Rond 600 voor Christus gingen de eerste boeren permanent wonen op de hoogste delen van de kwelders, de kwelderwallen, en op de oeverwallen van binnenzeeën. Deze bevonden zich aan de zeekant en bestaan voornamelijk uit grover materiaal zoals zand en schelpenresten die tijdens overstromingen het eerste bezonken. Deze zanderige grond is losser van structuur en daarmee uitermate geschikt voor de akkerbouw.
Aanvankelijk bouwden de boeren hun huizen direct op deze hogere, en dus droge, locaties. Na verloop van tijd begon als gevolg van zeespiegelstijging het aantal overstromingen echter toe te nemen, waardoor men zich genoodzaakt zag de woonplaatsen op te hogen. Hiervoor gebruikte ze al het materiaal dat voorhanden was, zoals huisafval, mest, klei en zoden. Op deze manier ontstonden de terpen, in Groningen wierden en in het rivierengebied woerden of pollen genoemd. In eerste instantie waren het kleine huisterpen met slechts plaats voor een enkel huis. Door de eeuwen heen, afhankelijk van hoe groot de zeespiegelstijging in een periode was, werden de terpen in verschillende fasen verder opgehoogd.
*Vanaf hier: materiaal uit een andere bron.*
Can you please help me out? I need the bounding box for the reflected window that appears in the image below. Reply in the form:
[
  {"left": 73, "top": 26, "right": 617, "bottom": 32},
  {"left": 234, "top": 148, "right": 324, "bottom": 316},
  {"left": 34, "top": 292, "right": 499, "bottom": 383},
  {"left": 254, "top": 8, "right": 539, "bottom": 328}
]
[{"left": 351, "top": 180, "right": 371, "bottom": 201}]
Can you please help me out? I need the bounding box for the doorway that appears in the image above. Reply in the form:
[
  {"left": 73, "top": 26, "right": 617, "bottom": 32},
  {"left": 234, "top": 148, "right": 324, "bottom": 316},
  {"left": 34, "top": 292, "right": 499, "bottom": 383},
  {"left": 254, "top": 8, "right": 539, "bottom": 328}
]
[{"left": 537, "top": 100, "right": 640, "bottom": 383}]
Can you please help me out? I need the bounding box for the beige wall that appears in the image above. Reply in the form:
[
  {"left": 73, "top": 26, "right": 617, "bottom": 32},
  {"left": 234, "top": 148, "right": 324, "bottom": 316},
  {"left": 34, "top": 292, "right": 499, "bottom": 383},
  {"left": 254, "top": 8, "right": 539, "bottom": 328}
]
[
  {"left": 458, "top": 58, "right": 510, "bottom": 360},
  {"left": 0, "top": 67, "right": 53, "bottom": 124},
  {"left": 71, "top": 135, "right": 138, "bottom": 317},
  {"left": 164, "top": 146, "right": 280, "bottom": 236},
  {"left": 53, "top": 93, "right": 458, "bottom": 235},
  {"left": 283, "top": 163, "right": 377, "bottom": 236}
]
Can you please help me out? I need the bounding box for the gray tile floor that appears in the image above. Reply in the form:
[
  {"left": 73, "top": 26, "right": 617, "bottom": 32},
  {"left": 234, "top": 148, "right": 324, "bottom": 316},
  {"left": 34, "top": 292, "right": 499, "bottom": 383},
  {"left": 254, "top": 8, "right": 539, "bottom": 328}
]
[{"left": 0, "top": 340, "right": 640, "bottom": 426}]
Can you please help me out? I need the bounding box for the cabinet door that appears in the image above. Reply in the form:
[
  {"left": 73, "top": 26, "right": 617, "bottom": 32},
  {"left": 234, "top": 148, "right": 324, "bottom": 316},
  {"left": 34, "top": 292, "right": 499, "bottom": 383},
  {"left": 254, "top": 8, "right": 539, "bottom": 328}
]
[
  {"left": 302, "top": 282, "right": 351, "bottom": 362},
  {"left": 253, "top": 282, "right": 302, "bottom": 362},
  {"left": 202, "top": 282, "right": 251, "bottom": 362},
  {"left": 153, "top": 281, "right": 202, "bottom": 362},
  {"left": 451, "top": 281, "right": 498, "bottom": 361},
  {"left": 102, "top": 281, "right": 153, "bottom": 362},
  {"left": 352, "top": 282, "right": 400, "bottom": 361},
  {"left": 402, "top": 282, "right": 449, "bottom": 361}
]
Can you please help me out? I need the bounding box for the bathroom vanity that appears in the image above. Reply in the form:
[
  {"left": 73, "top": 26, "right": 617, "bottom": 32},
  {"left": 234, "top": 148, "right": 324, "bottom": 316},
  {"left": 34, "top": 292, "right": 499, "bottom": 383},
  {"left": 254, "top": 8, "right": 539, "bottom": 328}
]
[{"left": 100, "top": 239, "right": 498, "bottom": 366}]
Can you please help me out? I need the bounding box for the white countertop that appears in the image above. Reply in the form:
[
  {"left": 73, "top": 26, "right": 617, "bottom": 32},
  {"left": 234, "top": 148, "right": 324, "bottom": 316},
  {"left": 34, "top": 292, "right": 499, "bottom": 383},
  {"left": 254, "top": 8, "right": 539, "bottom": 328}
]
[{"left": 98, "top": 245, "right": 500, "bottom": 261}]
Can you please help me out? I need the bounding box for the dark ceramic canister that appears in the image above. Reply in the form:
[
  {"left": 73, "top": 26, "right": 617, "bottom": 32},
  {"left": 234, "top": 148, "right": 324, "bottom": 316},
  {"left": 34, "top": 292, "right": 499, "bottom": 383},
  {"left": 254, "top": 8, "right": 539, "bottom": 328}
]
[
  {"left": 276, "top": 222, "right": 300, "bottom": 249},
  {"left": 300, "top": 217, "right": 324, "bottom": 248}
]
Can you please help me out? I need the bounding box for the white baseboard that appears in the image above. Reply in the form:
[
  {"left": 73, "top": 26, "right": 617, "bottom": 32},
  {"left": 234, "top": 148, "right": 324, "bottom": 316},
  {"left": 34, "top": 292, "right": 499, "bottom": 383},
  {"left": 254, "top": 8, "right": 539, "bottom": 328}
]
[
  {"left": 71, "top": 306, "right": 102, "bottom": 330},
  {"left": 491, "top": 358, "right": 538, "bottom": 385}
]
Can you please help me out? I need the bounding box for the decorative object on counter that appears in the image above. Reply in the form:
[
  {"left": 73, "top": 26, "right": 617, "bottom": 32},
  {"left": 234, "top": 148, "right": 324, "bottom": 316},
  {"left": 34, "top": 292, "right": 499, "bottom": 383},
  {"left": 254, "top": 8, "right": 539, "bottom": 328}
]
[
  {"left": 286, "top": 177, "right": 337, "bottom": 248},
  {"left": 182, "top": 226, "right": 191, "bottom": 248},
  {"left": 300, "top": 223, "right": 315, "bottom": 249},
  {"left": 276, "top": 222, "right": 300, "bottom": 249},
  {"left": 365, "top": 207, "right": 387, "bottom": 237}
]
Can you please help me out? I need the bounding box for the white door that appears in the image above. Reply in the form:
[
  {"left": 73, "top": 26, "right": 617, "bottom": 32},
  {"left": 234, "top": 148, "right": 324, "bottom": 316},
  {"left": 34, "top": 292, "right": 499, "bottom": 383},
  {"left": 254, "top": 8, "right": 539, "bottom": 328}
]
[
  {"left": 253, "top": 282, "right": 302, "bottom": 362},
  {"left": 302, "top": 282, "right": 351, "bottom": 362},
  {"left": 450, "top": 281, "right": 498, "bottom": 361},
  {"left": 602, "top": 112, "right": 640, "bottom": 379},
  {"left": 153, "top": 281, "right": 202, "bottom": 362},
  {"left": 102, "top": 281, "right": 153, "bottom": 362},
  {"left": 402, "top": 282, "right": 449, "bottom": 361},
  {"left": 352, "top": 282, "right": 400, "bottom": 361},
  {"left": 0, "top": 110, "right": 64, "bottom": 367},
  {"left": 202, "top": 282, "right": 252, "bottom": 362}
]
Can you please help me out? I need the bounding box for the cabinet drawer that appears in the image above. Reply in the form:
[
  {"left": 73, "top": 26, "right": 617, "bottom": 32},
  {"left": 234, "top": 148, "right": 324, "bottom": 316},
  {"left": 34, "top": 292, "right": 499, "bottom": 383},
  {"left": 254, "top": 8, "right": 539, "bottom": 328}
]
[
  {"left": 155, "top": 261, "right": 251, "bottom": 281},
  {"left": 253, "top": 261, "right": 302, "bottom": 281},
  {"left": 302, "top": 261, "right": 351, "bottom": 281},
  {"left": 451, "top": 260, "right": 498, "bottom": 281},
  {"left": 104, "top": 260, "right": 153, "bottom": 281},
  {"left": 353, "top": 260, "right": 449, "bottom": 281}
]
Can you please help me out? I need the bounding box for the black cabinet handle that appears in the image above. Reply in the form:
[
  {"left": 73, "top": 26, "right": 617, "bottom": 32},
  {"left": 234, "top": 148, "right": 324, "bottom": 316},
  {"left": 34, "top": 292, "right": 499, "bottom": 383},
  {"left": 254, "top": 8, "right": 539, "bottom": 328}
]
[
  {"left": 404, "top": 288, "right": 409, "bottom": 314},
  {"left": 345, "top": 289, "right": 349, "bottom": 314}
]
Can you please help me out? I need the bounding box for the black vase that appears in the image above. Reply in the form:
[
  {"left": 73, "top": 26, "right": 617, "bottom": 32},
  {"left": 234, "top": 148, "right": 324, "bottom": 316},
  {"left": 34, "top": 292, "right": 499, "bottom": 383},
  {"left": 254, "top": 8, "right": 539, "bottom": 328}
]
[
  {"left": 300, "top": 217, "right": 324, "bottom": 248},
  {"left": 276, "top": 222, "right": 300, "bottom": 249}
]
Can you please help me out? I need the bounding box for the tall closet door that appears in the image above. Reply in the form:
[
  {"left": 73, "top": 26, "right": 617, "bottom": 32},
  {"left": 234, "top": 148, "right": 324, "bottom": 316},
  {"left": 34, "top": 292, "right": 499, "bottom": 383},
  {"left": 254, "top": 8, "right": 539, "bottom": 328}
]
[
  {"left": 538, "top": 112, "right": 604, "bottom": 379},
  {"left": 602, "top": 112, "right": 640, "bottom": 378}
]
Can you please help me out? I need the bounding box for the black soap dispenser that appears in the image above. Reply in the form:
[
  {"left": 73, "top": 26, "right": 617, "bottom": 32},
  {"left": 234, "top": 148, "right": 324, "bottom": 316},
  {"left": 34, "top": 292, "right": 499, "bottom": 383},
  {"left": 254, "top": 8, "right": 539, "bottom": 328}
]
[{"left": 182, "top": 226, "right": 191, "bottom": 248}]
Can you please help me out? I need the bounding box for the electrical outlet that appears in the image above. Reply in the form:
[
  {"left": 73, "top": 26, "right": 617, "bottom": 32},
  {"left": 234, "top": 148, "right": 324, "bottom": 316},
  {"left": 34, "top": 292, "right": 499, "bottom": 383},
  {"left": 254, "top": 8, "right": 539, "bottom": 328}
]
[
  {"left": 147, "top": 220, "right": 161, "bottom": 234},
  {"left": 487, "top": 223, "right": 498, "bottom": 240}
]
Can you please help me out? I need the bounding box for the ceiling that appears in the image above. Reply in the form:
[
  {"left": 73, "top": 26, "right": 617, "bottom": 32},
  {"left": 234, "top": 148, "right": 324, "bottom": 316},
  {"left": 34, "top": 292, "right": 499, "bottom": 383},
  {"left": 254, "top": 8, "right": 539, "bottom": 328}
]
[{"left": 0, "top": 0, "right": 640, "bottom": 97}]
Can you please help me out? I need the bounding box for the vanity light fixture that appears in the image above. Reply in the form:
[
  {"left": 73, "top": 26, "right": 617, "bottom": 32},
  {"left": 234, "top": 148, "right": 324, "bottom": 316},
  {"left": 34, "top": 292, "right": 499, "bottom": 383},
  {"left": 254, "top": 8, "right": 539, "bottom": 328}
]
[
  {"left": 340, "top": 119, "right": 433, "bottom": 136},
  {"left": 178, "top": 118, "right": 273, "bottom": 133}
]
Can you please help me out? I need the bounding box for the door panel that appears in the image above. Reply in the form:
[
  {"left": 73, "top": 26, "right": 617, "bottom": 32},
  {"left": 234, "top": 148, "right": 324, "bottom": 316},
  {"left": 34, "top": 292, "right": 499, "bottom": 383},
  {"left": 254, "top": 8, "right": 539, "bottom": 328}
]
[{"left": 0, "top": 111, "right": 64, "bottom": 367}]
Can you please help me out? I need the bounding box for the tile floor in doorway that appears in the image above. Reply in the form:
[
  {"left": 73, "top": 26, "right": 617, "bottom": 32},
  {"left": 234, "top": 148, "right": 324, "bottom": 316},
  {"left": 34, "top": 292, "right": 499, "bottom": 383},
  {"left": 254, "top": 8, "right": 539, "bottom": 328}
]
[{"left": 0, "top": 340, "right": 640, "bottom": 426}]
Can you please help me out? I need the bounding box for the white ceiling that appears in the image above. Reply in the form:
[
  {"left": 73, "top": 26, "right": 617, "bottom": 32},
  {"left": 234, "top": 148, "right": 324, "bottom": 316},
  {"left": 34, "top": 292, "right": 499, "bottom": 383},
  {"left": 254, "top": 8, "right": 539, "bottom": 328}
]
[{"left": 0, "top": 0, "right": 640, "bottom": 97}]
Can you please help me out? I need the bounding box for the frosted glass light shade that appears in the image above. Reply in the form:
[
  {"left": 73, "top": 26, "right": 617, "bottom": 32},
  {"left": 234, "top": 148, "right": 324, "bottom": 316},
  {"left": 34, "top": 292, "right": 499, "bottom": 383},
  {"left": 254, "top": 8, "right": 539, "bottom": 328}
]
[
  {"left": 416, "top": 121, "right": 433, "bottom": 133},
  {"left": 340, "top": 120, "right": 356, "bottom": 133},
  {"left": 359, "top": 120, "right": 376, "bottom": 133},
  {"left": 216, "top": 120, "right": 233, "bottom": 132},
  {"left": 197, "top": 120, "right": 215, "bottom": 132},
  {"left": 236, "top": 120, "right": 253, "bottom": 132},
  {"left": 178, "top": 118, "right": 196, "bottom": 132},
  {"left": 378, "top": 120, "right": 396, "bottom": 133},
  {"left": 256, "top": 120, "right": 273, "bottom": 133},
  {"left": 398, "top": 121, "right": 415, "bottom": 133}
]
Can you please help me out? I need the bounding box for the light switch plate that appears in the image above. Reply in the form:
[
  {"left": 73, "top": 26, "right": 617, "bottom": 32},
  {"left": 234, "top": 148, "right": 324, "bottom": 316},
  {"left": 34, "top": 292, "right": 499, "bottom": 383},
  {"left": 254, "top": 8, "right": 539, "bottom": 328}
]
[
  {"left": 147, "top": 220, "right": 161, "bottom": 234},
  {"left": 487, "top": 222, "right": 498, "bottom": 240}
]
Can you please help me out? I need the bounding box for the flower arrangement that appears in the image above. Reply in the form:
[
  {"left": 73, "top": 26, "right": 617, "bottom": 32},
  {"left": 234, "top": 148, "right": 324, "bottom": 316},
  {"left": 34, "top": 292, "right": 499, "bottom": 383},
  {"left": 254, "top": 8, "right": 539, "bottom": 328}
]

2. Van huisterp naar dorpsterp
In de periode van 200 voor tot 200 na Christus groeiden de huisterpen uit tot grotere terpen, met plek voor meerdere boerderijen. Vanaf de negende eeuw na Christus ‘groeiden’ deze verder uit tot dorpsterpen, die in de eeuwen erna vaak nog hoger en groter werden. Veruit de hoogste terp in Nederland is die van Hogebeintum, waarvan de top op 8,4 meter boven NAP ligt. De op een na hoogste dorpsterp, die van het nabij gelegen Ferwerd, is met 6,6 meter boven NAP bijna 2 meter lager.
3. Type Dorpsterpen
De dorpsterpen hebben vaak een vergelijkbare opzet. Er zijn drie hoofdtypen terpen: de radiale terp, de blokvormige terp en de handelsterp. Maar veel dorpsterpen zijn mengvormen van deze 3 hoofdtypes.
3.1. Radiale terpen – Rond dorp opgedeeld in taartpunten
Radiale terpen zijn de oudste type dorpsterpen en komen voornamelijk voor in Groningen en oostelijk Friesland (Oostergo). Deze terpen zijn radiaal verkaveld: ze werden opgedeeld in ‘taartpunten’. Iedere boer was eigenaar van een taartpunt. De boerderijen stonden bijna altijd gegroepeerd in een cirkel, met de stal gericht naar de graslanden buiten de terp. Op de top van de terp bevond zich de drinkwaterdobbe, een gegraven poel met het zoetwater. De meeste dobben zijn in de loop der eeuwen verdwenen, maar op de top van een aantal kleinere akkerterpen, zoals die van Groot Maarslag en Nijenklooster ligt nog een dobbe.
Naarmate de terp hoger en groter werd, werden de boerderijen geleidelijk verder van de top van de terp af gebouwd, want zelfs daar was het droog genoeg. Op deze manier profiteerden de boeren maximaal van de vruchtbare graanakkers op de hogere delen van de terp. Mooie voorbeelden van radiale dorpsterpen zijn die van Biessum en Spijk (GR).
In veel gevallen liep de radiale percelering ook nog door in het omliggende land, en werden daar begrensd door van nature aanwezige kreken. Dit straalsgewijze verkavelingspatroon buiten de radiale terpen is nog steeds goed zichtbaar op plekken waar geen ruilverkaveling heeft plaatsgevonden, zoals rondom Brantgum en Oosterend (FR).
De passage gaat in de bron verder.